Between 1976 and 1987, HIC grew with civil society organizations based in the North but had difficulties widening its membership in Africa, Asia and Latin America and the Caribbean. During this period, many NGOs in these regions developed innovative ways of working with low-income groups and their community organizations to improve housing conditions or to put pressure on governments to address housing needs. In 1985, HIC launched a project to document what NGOs were doing in this field, and this resulted in the production of a catalogue of many innovative projects and a book on “building community”.(i) As part of the preparations for the UN International Year of Shelter for the Homeless in 1987, HIC members organized a conference in Limuru, Kenya, bringing representatives from over 40 NGOs from Africa, Asia and Latin America and many international NGOs. This provided the opportunity to discuss how to make HIC more representative of NGOs and CSOs from these regions.

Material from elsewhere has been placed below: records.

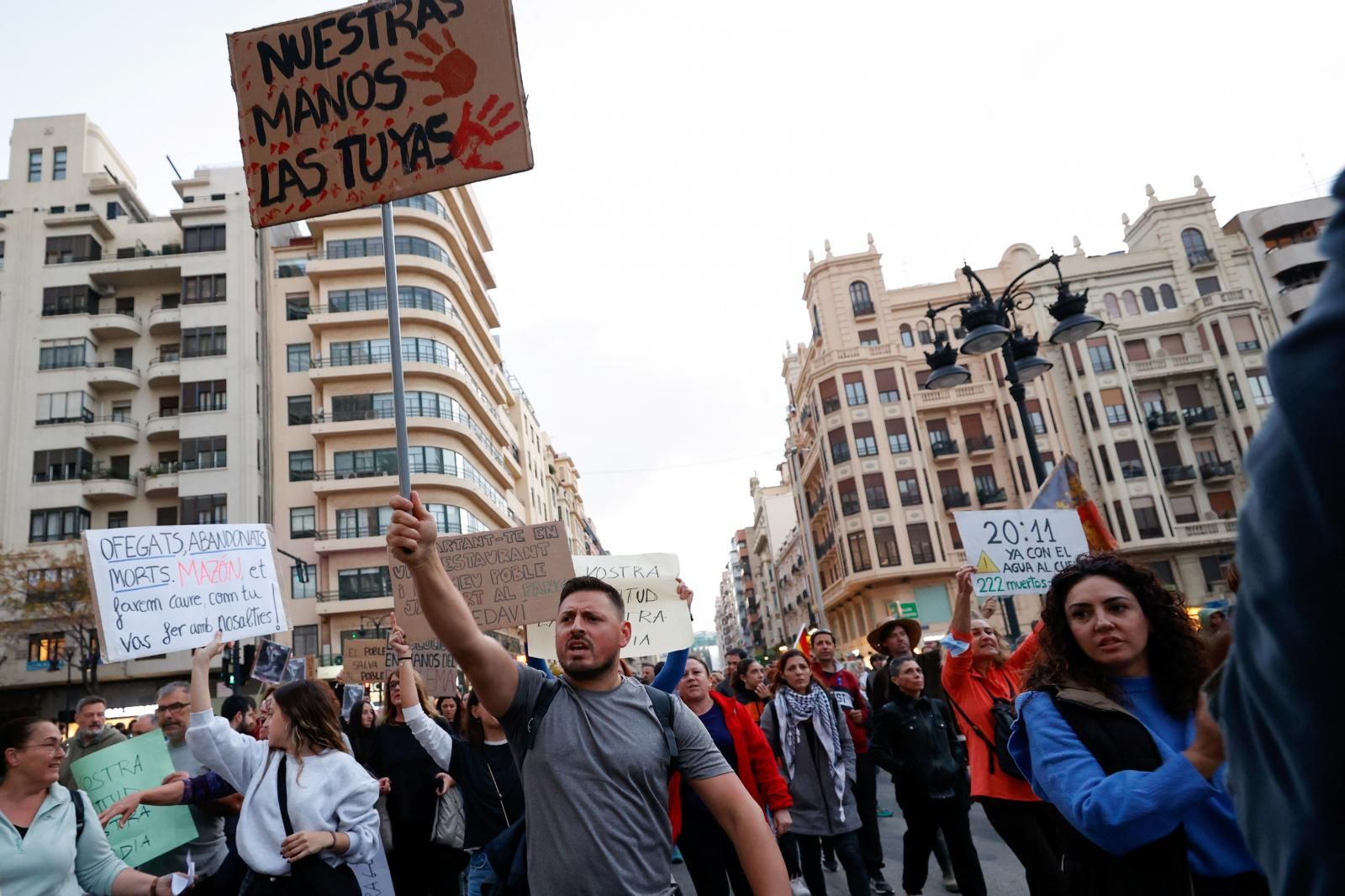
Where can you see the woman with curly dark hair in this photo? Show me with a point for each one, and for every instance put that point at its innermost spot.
(1111, 730)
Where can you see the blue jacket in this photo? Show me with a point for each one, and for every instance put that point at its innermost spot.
(1278, 697)
(1129, 809)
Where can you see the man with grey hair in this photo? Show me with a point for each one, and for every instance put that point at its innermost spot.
(94, 734)
(208, 851)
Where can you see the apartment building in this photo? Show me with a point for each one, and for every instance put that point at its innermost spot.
(1158, 409)
(1284, 242)
(127, 335)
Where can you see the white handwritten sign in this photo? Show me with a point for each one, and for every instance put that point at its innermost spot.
(659, 620)
(1017, 552)
(161, 589)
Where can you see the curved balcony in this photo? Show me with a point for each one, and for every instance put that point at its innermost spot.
(105, 376)
(114, 324)
(108, 486)
(163, 372)
(163, 425)
(165, 322)
(161, 481)
(111, 430)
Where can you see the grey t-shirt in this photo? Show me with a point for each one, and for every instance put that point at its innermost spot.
(596, 783)
(208, 851)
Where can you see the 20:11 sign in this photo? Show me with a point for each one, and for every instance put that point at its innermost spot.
(1017, 552)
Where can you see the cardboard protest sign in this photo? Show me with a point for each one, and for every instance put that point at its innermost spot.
(365, 658)
(509, 577)
(377, 101)
(272, 662)
(161, 589)
(659, 620)
(128, 767)
(1017, 552)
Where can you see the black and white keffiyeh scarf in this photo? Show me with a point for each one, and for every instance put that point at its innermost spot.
(814, 705)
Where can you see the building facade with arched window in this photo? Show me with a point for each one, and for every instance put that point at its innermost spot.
(1157, 408)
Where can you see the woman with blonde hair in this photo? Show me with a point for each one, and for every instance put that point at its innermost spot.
(304, 797)
(409, 775)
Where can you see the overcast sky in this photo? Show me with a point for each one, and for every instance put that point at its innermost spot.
(690, 155)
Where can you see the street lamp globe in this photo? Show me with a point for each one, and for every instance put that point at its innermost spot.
(1071, 313)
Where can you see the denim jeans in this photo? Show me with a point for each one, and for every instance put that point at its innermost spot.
(479, 873)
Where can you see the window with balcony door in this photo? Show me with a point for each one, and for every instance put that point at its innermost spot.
(1137, 350)
(874, 492)
(899, 441)
(1114, 407)
(849, 497)
(908, 488)
(865, 443)
(1100, 353)
(860, 551)
(860, 300)
(887, 382)
(840, 447)
(831, 398)
(1258, 381)
(921, 548)
(885, 541)
(854, 393)
(1131, 463)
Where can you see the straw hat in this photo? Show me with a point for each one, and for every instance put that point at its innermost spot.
(880, 634)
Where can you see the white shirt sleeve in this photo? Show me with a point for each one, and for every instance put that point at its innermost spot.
(435, 741)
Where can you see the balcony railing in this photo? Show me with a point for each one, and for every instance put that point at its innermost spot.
(1174, 475)
(1163, 420)
(1200, 416)
(945, 447)
(955, 498)
(992, 495)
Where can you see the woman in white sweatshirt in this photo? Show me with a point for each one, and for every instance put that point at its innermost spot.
(330, 797)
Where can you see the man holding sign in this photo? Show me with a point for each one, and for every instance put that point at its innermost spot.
(602, 730)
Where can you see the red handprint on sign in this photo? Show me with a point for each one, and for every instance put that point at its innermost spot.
(455, 73)
(472, 134)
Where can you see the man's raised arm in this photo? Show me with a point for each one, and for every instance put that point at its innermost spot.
(491, 670)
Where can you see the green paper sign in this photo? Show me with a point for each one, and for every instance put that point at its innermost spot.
(128, 767)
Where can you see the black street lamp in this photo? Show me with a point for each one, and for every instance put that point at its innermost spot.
(988, 322)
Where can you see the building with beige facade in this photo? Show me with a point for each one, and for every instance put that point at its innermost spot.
(134, 380)
(1157, 408)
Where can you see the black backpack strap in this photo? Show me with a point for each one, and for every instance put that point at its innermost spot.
(663, 709)
(551, 688)
(78, 801)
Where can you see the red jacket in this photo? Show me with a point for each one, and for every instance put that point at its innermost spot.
(757, 768)
(844, 680)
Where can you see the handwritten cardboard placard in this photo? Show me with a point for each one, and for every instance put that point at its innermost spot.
(509, 577)
(659, 619)
(161, 589)
(1017, 552)
(272, 662)
(377, 101)
(125, 768)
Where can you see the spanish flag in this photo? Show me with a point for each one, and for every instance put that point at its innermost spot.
(1064, 490)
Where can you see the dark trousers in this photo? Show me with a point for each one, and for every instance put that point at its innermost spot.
(1033, 831)
(849, 856)
(710, 858)
(925, 820)
(867, 799)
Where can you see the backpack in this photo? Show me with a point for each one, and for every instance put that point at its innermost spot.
(508, 853)
(1001, 720)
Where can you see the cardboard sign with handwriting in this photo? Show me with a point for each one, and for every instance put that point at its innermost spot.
(659, 619)
(509, 577)
(376, 103)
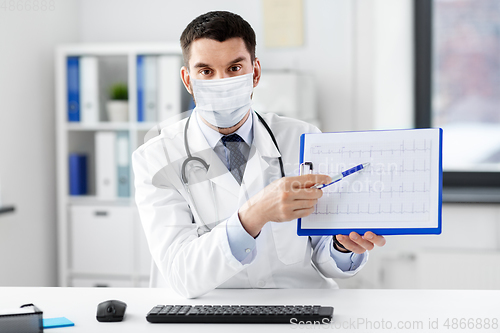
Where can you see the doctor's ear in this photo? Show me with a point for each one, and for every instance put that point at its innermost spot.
(186, 79)
(257, 71)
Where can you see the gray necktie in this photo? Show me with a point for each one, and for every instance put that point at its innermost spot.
(237, 161)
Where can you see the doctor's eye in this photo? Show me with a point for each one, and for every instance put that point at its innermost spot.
(235, 68)
(206, 72)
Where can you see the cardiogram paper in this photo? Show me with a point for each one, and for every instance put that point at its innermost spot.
(400, 189)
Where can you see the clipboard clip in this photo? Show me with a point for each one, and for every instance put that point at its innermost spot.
(305, 165)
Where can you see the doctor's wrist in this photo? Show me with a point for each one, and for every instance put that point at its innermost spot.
(250, 221)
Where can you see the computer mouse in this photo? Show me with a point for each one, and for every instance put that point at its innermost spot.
(111, 311)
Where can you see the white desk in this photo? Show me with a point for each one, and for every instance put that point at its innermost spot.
(354, 309)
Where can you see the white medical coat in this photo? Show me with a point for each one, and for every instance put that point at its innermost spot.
(193, 261)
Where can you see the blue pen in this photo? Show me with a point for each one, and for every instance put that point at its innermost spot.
(342, 175)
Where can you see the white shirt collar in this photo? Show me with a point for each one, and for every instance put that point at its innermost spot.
(213, 137)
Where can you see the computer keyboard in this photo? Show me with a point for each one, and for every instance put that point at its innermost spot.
(247, 314)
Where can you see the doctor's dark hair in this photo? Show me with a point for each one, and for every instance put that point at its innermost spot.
(220, 26)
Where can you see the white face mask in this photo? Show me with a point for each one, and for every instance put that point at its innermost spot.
(223, 102)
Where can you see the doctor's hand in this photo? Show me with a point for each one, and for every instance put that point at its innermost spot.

Those discussions stimulated a new structure for HIC, with a clear commitment to everyone's right to a secure place to live in peace and dignity.
During the 80s and 90 HIC lead diverse fact finding missions to denounce violations of the right to housing in Santo Domingo (1988); Seoul (1990); Hong Kong (1990); Narmada (1992); Panama (1992); Managua (1992); Israel and the Occupied Palestinian Territories (1993); Rio de Janeiro (1994), Kobe (1995); Istanbul (1996) and Lima (1998).

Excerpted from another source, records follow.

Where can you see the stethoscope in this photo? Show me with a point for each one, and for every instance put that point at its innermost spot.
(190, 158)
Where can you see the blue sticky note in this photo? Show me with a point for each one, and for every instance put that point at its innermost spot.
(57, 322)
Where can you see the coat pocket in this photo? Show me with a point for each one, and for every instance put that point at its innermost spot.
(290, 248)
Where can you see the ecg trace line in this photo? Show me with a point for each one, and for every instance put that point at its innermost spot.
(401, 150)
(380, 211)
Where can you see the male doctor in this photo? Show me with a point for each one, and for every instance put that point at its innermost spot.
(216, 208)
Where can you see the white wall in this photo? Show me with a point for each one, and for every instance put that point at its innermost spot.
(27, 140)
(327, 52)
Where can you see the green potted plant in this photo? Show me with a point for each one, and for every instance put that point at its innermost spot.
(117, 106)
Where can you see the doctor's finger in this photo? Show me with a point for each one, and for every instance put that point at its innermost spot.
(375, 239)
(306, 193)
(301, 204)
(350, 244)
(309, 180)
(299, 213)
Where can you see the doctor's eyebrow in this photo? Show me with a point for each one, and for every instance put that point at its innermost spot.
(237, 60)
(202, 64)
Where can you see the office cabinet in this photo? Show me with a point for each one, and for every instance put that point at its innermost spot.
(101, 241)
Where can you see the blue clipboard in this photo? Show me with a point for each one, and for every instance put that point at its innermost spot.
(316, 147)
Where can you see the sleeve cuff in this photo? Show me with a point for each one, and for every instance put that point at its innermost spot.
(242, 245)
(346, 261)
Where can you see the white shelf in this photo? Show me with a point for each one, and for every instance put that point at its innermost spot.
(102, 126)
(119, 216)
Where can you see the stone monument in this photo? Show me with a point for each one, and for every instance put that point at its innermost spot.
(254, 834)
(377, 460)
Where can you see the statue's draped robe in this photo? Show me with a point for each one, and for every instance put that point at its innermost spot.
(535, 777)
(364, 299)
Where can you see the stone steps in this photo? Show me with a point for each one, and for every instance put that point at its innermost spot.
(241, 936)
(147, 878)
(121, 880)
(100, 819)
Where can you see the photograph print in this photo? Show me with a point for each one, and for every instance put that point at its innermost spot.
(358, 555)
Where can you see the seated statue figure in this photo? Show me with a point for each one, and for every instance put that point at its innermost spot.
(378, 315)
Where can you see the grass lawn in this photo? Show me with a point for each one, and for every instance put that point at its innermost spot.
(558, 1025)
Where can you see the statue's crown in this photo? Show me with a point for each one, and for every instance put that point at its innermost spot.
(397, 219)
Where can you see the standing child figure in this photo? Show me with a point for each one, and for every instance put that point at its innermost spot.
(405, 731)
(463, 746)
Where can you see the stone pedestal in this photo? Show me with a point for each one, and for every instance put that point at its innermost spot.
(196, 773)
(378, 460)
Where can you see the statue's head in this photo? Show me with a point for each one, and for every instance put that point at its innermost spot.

During the UN’s Earth Summit in Rio de Janeiro in 1992, much of HIC’s efforts within the NGO Global Forum were focused on the Urbanization Forum, where more than 140 organizations from around the world signed the statement Towards Just Democratic and Sustainable Cities, Towns and Villages. In 1993 HIC begun the preparatory process for NGO forum at the second UN Conference on Human Settlements in Istanbul in 1996 (the “UN City Summit”). A highlighted achievement of this process was the inclusion the Right to Housing in the Habitat Agenda and the adoption of General Comment No. 4, on the Right to Adequate Housing. Parallel to this course of action a revision of HICs structure, strategy and mission took place, ending in 1997 with the adoption of a new Constitution.

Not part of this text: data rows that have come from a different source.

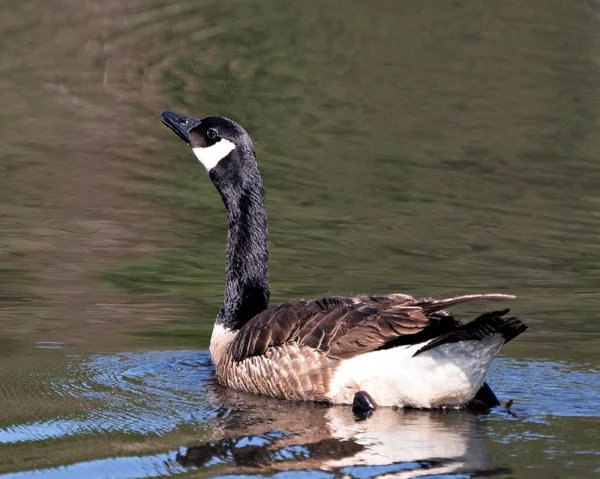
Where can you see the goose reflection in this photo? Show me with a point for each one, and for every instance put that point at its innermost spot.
(258, 434)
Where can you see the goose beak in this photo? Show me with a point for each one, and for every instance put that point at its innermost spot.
(179, 124)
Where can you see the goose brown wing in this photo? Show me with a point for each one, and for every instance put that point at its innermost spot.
(343, 327)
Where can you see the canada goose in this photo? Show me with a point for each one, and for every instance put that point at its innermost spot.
(391, 350)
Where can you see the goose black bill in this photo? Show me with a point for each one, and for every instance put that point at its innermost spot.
(179, 124)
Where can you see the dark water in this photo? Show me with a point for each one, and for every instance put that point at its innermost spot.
(430, 148)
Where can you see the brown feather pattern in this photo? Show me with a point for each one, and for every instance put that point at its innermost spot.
(343, 327)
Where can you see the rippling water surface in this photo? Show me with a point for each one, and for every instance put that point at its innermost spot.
(432, 149)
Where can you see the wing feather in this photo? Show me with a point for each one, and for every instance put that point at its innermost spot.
(343, 327)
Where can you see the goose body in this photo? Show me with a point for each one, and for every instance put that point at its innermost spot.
(391, 350)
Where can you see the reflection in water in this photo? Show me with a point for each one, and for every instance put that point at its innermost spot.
(160, 413)
(409, 443)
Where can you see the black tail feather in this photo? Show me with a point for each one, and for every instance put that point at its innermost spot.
(484, 326)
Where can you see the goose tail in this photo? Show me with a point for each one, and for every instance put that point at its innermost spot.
(484, 326)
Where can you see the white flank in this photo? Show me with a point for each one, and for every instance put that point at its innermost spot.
(211, 155)
(448, 375)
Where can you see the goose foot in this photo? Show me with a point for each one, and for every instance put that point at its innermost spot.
(363, 404)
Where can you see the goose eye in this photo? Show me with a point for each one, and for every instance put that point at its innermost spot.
(211, 133)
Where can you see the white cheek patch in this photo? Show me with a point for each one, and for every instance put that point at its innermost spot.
(211, 155)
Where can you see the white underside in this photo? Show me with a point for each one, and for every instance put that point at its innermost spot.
(448, 375)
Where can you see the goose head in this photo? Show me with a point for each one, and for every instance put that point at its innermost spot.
(223, 147)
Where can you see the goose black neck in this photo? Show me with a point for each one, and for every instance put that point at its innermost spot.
(247, 256)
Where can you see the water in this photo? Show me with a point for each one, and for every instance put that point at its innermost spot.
(432, 149)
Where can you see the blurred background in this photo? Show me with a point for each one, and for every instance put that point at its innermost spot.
(430, 148)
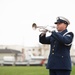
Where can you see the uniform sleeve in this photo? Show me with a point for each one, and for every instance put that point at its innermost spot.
(66, 39)
(44, 40)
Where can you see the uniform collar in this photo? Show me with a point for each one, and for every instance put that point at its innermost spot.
(64, 31)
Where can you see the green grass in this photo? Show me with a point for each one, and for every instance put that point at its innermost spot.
(26, 70)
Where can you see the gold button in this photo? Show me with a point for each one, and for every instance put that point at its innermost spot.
(54, 45)
(62, 56)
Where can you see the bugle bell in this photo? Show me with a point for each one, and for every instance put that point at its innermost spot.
(42, 28)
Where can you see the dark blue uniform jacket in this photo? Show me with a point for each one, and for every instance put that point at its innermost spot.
(59, 57)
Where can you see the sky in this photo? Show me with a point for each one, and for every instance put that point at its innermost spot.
(17, 17)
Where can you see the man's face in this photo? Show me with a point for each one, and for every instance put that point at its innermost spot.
(61, 26)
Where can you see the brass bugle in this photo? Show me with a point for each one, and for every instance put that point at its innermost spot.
(42, 28)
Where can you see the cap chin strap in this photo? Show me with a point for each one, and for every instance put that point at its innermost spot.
(69, 43)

The coordination of the World Assembly of Urban Inhabitants in 2000 brought the voices of grassroots and urban social movements to define a common strategy to mobilize struggles worldwide. During the 2002 World Social Forum, civil society representatives developed the World Charter for the Right to the City as an instrument to strengthen popular urban processes, the vindication of rights, and the articulation of struggles. The Right to the City goes beyond the conventional focus on improving peoples’ quality of life based on housing and the neighbourhood, to encompass quality of life and participation at the scale of the city and its rural surroundings, as a mechanism for protecting the population that lives in cities or regions with rapid urbanization processes. This implies initiating a new way of promoting, respecting, defending and fulfilling the civil, political, economic, social, cultural and environmental rights guaranteed in regional and international human rights instruments.
HIC has been active in the World Urban Forums in Nairobi (2002) and Barcelona (2004), in the World Social Forums and in many other UN conferences. In the last years HIC has coordinated efforts with the Special Rapporteur on Adequate Housing for the regional consultations on Women and Adequate Housing and the realization of fact finding missions.